Thanks! It’s defintely more stuff like long term stuff, helping me schedule stuff or make appointments, reminding me to stop avoiding opening my mail, etc. And there’s lots of stuff I help then with, their blindspots and weaknesses.
That’s what I think makes a good relationship - being with someone with complementary skills, who you trust, who wants the best for you, and who it’s a pleasure to help not just because you love them, but because what they find impossible is easy for you (and vice versa).
When I was getting settled on my dose the doctor told me to keep upping the dose until things got worse rather than better. And there was defintely a point (54mg xaggatin, a slow release concerta type) where it was too much, I didnt want to relax I just wanted to get shit done. I’m sure it could have been efficient but it didn’t feel like me, and felt kinda stressy. So I’ve been on the dose below that (36mg) for a couple of years.
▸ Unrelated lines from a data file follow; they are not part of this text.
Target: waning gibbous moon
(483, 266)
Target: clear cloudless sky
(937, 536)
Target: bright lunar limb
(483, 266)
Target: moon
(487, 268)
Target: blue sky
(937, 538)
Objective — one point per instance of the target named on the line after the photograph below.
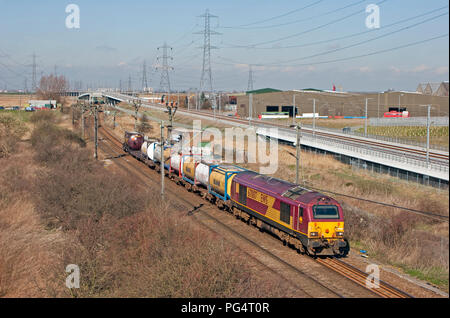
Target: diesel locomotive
(310, 221)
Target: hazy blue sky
(115, 37)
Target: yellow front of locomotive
(326, 229)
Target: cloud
(420, 68)
(364, 69)
(333, 46)
(395, 69)
(441, 70)
(105, 48)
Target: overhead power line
(275, 17)
(206, 77)
(425, 213)
(361, 42)
(345, 36)
(308, 30)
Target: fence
(397, 140)
(411, 121)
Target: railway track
(384, 290)
(433, 155)
(412, 153)
(291, 273)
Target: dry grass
(66, 209)
(415, 243)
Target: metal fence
(411, 121)
(397, 140)
(367, 150)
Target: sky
(291, 44)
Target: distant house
(442, 90)
(436, 89)
(420, 89)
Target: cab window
(325, 212)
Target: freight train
(309, 221)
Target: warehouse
(333, 103)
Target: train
(309, 221)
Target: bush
(43, 116)
(11, 131)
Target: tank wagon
(311, 222)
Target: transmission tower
(144, 77)
(250, 78)
(164, 84)
(206, 77)
(33, 79)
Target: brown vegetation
(52, 87)
(60, 207)
(11, 131)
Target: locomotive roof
(278, 187)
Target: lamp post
(297, 157)
(293, 108)
(365, 118)
(428, 133)
(399, 96)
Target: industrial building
(333, 103)
(436, 89)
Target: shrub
(11, 131)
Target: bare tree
(53, 87)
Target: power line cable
(309, 30)
(346, 36)
(426, 213)
(346, 58)
(275, 17)
(361, 42)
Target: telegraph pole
(293, 109)
(96, 130)
(365, 119)
(171, 110)
(162, 159)
(165, 81)
(206, 77)
(83, 108)
(428, 135)
(137, 104)
(250, 108)
(428, 132)
(298, 154)
(250, 78)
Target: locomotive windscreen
(326, 212)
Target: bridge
(403, 161)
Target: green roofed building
(263, 90)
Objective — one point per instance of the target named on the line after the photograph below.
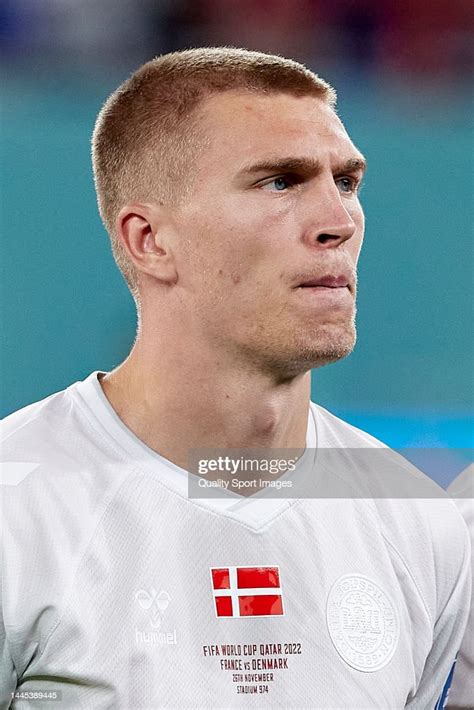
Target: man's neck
(175, 402)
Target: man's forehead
(270, 123)
(248, 105)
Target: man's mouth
(328, 281)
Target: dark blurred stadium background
(403, 73)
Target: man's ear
(145, 232)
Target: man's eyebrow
(303, 165)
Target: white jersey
(462, 691)
(119, 591)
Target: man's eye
(278, 184)
(347, 185)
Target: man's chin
(328, 345)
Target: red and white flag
(247, 591)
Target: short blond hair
(144, 135)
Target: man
(229, 187)
(462, 692)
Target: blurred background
(403, 73)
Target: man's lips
(327, 281)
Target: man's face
(271, 231)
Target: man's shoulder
(28, 426)
(417, 518)
(334, 431)
(53, 448)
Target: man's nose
(331, 223)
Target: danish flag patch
(247, 591)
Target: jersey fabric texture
(462, 691)
(119, 591)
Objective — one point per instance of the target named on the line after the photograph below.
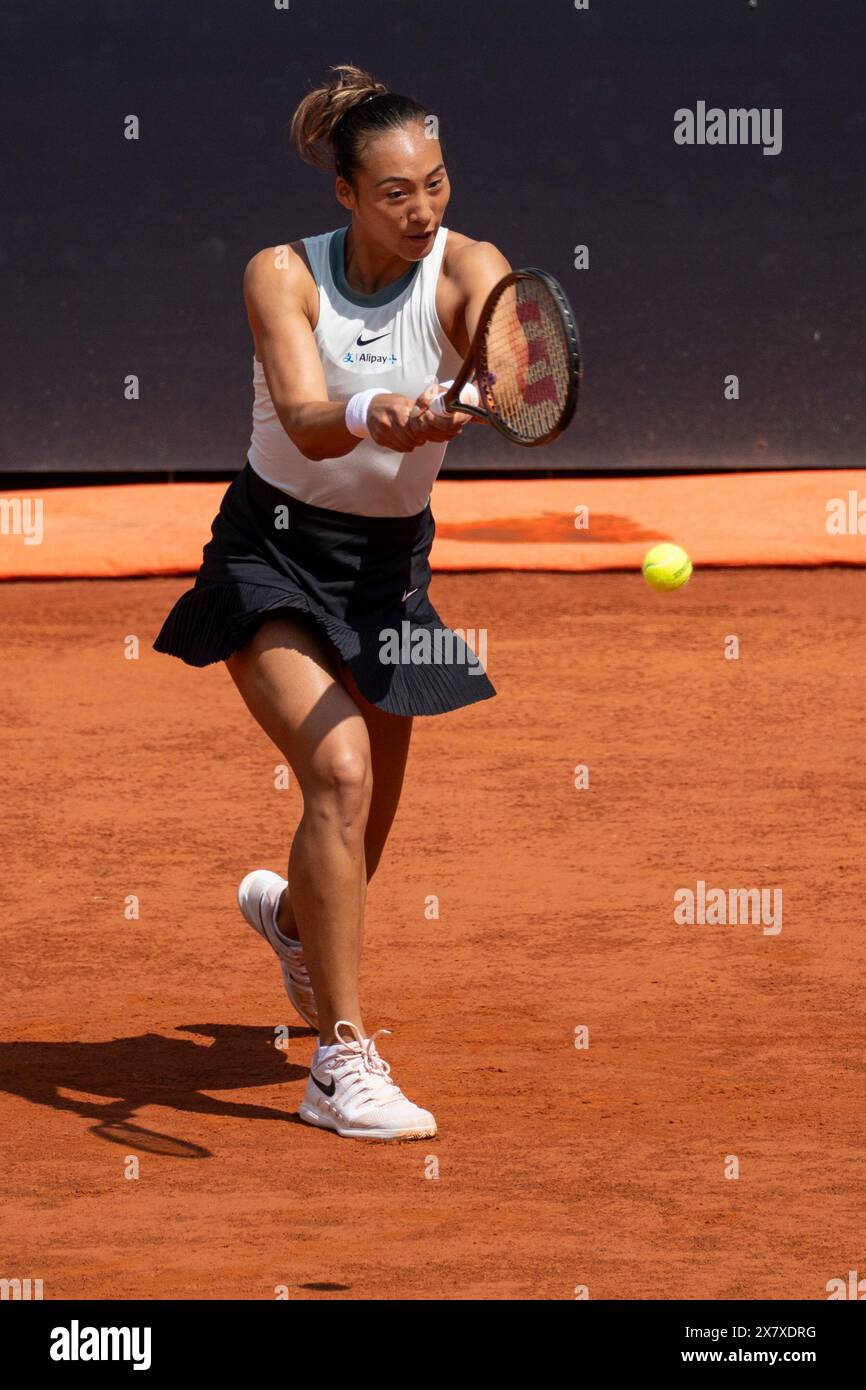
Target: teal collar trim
(382, 296)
The amazing novelty wears off, and i can go back to my old avoidance routines, especially if I’m tired or sick, or anxious about something. But when my mood is good, and I’m taking care of myself, I can be efficient and focus on stuff well, while before that wad almost impossible unless I had a last minute deadline to panic me into focus.
The way I think about it is the drugs don’t make it easy for me to focus, they just make it possible. So now I can do all those things people said before about breaking tasks down, and setting manageable goals and stuff to make tasks achievable. It’s not easy, but it isn’t easy for most people. It’s just no longer impossible. But it takes a lot relearning, trying out things that wouldn’t have worked before and it doesn’t always work. But it’s so much better than before.